I had not actually read the article but it is the tired old old story I was familiar with from my student days which my 1999 article in Immunology with Jo Cambridge should have finally put to bed. There is not a scrap of evidence for it. Rather than being at the cutting edge of immunology people like Altman are just picking up 50 year old fag ends.

While there is no evidence for any sort of generalised increase in autoimmunity risk, you do agree that certain infections can trigger specific acute autoimmune syndromes?
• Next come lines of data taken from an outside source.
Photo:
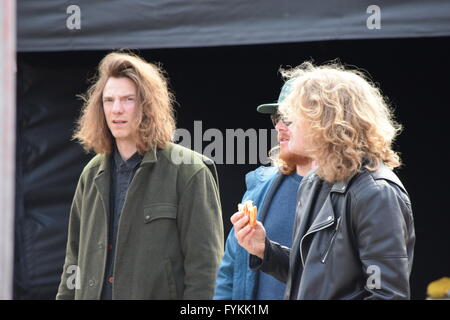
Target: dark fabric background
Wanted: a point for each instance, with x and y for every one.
(197, 23)
(222, 87)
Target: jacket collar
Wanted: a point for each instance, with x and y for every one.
(149, 157)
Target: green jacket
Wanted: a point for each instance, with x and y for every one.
(170, 235)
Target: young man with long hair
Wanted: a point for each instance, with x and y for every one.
(354, 233)
(142, 226)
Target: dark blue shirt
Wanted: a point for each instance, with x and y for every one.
(122, 173)
(278, 222)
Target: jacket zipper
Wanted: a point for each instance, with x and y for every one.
(308, 233)
(338, 222)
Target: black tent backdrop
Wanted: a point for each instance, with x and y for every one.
(220, 86)
(43, 24)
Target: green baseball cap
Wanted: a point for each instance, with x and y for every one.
(272, 107)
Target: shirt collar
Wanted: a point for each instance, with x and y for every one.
(131, 163)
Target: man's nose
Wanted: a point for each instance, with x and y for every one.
(117, 106)
(280, 126)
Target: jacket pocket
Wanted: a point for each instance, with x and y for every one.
(159, 211)
(333, 238)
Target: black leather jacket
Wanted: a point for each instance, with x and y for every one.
(359, 244)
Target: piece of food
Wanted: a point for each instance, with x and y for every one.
(249, 210)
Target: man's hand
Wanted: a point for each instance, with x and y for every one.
(250, 238)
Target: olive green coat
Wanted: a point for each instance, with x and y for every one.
(170, 236)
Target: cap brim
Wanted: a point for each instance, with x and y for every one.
(268, 108)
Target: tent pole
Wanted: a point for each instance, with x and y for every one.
(7, 140)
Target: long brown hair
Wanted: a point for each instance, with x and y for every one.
(156, 124)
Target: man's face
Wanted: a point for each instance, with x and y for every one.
(298, 143)
(284, 135)
(119, 105)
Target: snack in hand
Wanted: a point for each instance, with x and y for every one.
(249, 210)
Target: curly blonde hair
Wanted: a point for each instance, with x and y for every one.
(350, 124)
(156, 123)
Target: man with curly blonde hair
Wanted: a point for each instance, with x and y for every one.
(141, 226)
(354, 233)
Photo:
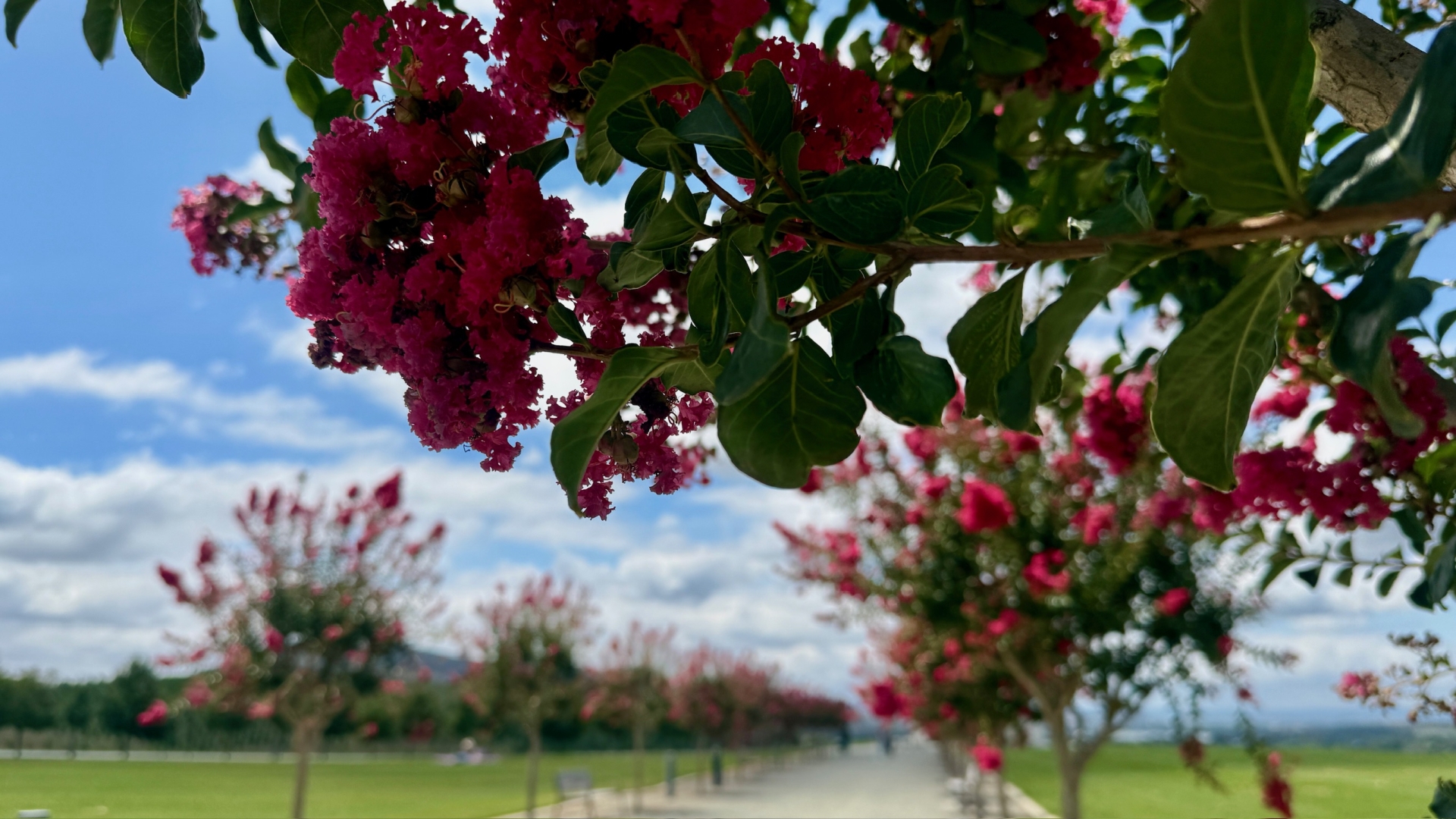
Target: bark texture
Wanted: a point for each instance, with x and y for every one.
(1363, 66)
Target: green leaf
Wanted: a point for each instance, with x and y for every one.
(1410, 153)
(941, 203)
(1367, 316)
(692, 376)
(906, 382)
(986, 344)
(278, 156)
(804, 414)
(253, 33)
(711, 126)
(15, 12)
(929, 124)
(635, 72)
(642, 199)
(99, 25)
(313, 30)
(859, 205)
(305, 88)
(770, 107)
(672, 226)
(565, 324)
(576, 436)
(1234, 107)
(334, 105)
(1210, 373)
(764, 343)
(1002, 42)
(164, 36)
(1059, 322)
(542, 158)
(596, 159)
(629, 270)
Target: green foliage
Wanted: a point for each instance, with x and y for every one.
(164, 36)
(986, 344)
(99, 27)
(1210, 373)
(905, 382)
(1405, 156)
(804, 414)
(1234, 108)
(576, 436)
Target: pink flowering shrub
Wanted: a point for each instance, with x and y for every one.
(1024, 573)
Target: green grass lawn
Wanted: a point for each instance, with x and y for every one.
(1131, 781)
(242, 789)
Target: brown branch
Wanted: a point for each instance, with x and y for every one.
(1341, 222)
(848, 297)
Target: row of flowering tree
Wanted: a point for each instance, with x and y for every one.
(1063, 579)
(308, 620)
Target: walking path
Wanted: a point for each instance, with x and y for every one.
(864, 783)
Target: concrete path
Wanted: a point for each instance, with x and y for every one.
(864, 783)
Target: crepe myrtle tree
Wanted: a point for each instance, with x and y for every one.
(631, 689)
(1066, 577)
(526, 667)
(309, 613)
(1025, 133)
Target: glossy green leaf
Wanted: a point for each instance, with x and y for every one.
(99, 25)
(565, 324)
(280, 158)
(313, 30)
(305, 88)
(711, 126)
(1235, 104)
(986, 344)
(770, 105)
(906, 384)
(1210, 373)
(941, 203)
(15, 12)
(576, 436)
(1367, 316)
(859, 205)
(1059, 322)
(253, 31)
(1002, 42)
(164, 36)
(764, 344)
(635, 72)
(929, 124)
(596, 159)
(804, 414)
(1408, 155)
(542, 158)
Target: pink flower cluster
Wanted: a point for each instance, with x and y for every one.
(1072, 53)
(218, 241)
(438, 261)
(542, 47)
(835, 107)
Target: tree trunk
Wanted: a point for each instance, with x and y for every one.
(305, 735)
(533, 758)
(638, 764)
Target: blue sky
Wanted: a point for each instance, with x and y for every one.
(139, 401)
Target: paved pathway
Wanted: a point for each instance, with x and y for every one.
(865, 783)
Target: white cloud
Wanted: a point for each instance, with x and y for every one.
(185, 404)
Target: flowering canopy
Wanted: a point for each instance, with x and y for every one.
(312, 613)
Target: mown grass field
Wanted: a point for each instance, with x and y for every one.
(340, 789)
(1136, 781)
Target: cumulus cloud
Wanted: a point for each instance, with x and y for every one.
(187, 404)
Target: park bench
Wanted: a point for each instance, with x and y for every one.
(576, 783)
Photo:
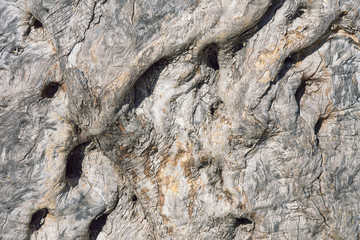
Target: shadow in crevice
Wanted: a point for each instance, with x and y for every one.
(209, 56)
(146, 83)
(97, 225)
(50, 90)
(37, 220)
(74, 164)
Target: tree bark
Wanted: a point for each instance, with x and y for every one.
(197, 119)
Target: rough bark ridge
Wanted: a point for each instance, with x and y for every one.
(197, 119)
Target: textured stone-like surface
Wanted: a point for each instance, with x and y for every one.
(195, 119)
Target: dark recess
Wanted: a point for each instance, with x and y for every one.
(50, 90)
(300, 93)
(299, 12)
(37, 219)
(215, 107)
(242, 221)
(210, 56)
(74, 163)
(145, 85)
(318, 125)
(134, 198)
(37, 24)
(96, 226)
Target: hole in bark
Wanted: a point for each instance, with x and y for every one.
(299, 12)
(145, 85)
(16, 50)
(37, 24)
(134, 198)
(242, 221)
(37, 219)
(300, 93)
(74, 163)
(96, 226)
(50, 90)
(214, 108)
(318, 125)
(211, 56)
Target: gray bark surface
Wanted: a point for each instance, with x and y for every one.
(197, 119)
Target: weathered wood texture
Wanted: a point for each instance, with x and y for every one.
(197, 119)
Such as Guillain Barre Syndrome and the various autoimmune throbocytopenia and thrombosis with thrombocytopenia syndromes.
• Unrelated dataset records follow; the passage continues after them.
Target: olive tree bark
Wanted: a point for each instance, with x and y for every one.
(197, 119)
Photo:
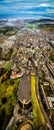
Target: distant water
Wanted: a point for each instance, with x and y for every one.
(26, 9)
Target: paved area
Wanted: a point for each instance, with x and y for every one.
(24, 91)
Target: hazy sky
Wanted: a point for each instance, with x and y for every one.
(26, 9)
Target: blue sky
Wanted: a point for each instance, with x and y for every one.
(26, 9)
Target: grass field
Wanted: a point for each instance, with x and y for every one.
(8, 91)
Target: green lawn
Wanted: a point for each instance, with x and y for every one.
(8, 92)
(38, 118)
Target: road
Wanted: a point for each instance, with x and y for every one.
(39, 99)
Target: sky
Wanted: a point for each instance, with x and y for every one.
(23, 9)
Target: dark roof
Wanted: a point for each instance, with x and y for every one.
(24, 91)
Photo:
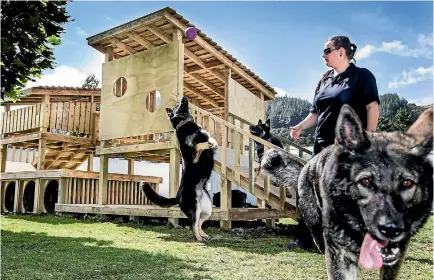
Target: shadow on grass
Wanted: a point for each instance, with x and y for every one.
(248, 242)
(49, 219)
(29, 255)
(420, 260)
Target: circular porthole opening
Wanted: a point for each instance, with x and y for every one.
(50, 196)
(153, 101)
(29, 197)
(10, 197)
(120, 87)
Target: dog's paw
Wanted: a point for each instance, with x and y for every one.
(213, 144)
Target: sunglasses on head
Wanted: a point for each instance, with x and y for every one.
(328, 50)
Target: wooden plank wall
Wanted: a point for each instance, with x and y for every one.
(21, 154)
(85, 191)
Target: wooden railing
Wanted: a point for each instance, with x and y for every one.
(222, 130)
(21, 154)
(73, 117)
(85, 191)
(22, 119)
(287, 143)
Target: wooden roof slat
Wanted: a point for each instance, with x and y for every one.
(139, 39)
(187, 52)
(118, 43)
(220, 56)
(201, 95)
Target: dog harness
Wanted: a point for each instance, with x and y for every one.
(183, 122)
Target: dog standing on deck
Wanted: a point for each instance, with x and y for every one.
(197, 149)
(363, 198)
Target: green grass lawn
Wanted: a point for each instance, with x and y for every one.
(51, 247)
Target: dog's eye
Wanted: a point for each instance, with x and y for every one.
(407, 184)
(366, 182)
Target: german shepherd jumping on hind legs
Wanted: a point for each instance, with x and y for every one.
(197, 149)
(363, 198)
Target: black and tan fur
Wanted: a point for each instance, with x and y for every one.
(197, 149)
(377, 184)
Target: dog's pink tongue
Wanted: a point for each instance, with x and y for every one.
(370, 257)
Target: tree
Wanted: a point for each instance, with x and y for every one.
(30, 30)
(91, 82)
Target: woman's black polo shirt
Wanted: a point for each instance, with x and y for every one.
(355, 86)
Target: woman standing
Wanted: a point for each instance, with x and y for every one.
(345, 83)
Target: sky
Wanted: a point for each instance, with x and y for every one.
(281, 42)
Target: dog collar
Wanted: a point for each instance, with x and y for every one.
(182, 123)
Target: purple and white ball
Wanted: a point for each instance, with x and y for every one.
(190, 33)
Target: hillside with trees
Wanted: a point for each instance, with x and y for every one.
(396, 113)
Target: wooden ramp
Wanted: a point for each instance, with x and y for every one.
(259, 190)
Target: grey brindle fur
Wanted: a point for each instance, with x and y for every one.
(379, 183)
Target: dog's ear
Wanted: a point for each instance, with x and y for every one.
(184, 102)
(422, 130)
(424, 124)
(350, 135)
(267, 123)
(169, 112)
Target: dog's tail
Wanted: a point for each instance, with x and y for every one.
(282, 167)
(156, 198)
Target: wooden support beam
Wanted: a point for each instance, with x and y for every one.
(118, 43)
(207, 84)
(139, 39)
(201, 95)
(200, 41)
(209, 65)
(187, 53)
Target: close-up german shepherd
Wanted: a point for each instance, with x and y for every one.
(363, 198)
(197, 149)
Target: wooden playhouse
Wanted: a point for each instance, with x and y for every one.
(149, 65)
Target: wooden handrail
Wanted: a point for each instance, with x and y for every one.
(244, 133)
(284, 140)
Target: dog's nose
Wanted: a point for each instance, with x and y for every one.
(390, 230)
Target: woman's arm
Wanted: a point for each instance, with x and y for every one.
(371, 100)
(309, 121)
(373, 115)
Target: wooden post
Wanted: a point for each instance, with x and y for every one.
(4, 148)
(42, 150)
(4, 156)
(225, 184)
(103, 176)
(228, 74)
(174, 172)
(45, 113)
(18, 196)
(177, 37)
(90, 162)
(38, 202)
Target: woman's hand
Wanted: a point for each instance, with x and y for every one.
(296, 131)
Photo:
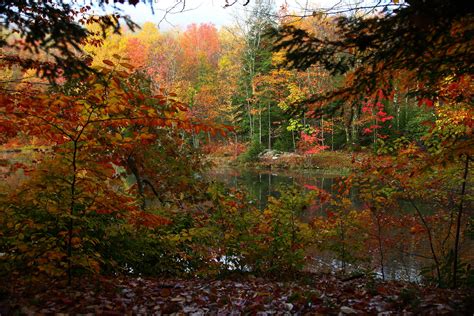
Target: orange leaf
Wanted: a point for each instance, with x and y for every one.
(128, 66)
(108, 62)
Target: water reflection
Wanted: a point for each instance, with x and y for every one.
(260, 184)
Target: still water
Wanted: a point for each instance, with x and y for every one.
(260, 184)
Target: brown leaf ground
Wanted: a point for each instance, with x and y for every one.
(322, 295)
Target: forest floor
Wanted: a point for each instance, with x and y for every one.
(315, 295)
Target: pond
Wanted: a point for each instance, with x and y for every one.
(260, 184)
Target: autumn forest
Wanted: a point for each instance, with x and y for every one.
(315, 162)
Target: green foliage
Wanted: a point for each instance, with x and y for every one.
(251, 155)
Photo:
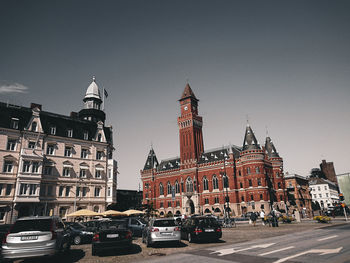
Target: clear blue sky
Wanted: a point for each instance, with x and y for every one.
(285, 64)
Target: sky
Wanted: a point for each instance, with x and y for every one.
(283, 65)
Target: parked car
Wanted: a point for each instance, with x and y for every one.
(111, 235)
(35, 237)
(201, 228)
(136, 225)
(161, 230)
(79, 233)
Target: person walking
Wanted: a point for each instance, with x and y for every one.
(253, 217)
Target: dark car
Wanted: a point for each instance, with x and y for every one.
(201, 228)
(34, 237)
(79, 233)
(111, 235)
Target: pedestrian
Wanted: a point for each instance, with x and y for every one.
(253, 218)
(262, 216)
Each can be explained by specific mechanisms of B-cell cocapture of self-foreign antigen complexes.

I also note that while there is strong evidence linking cases of Guillain Barre Syndrome with Campylobacter Jejuni infection, and the most popular mechanism hypothesis is molecular mimicry, it is not the only hypothesis that can explain the phenomena and it also does not explain the association of GBS with other infections where there are no clear mimic sequences of sufficient size. (and I'd expect molecular mimicry to lead to immune tolerance, rather than autoimmunity...)

Also notably, thrombosis with thrombocytopenia syndromes and GBS have also been associated with antibodies targeted towards complexes, such as multiple gangliosides or CXCL4 bound to proteoglycan complexes. All of the known or suspected infectious triggers of GBS all contain antigens that have strong evidence of binding to gangliosides, for example. Given that SARS-CoV-2 spike proteins are known to strongly bind to specific proteoglycans, it doesn't take much imagination to suggest a mechanism for the thrombosis with thrombocytopenia syndrome associated with COVID in patients who haven't received anti-coagulant therapies (or the associated vaccine syndrome).

I wish more researchers would focus on this angle of research in attempting to explain these syndromes, but most research seem to be focused on general/non-specific associations or T-cell BS.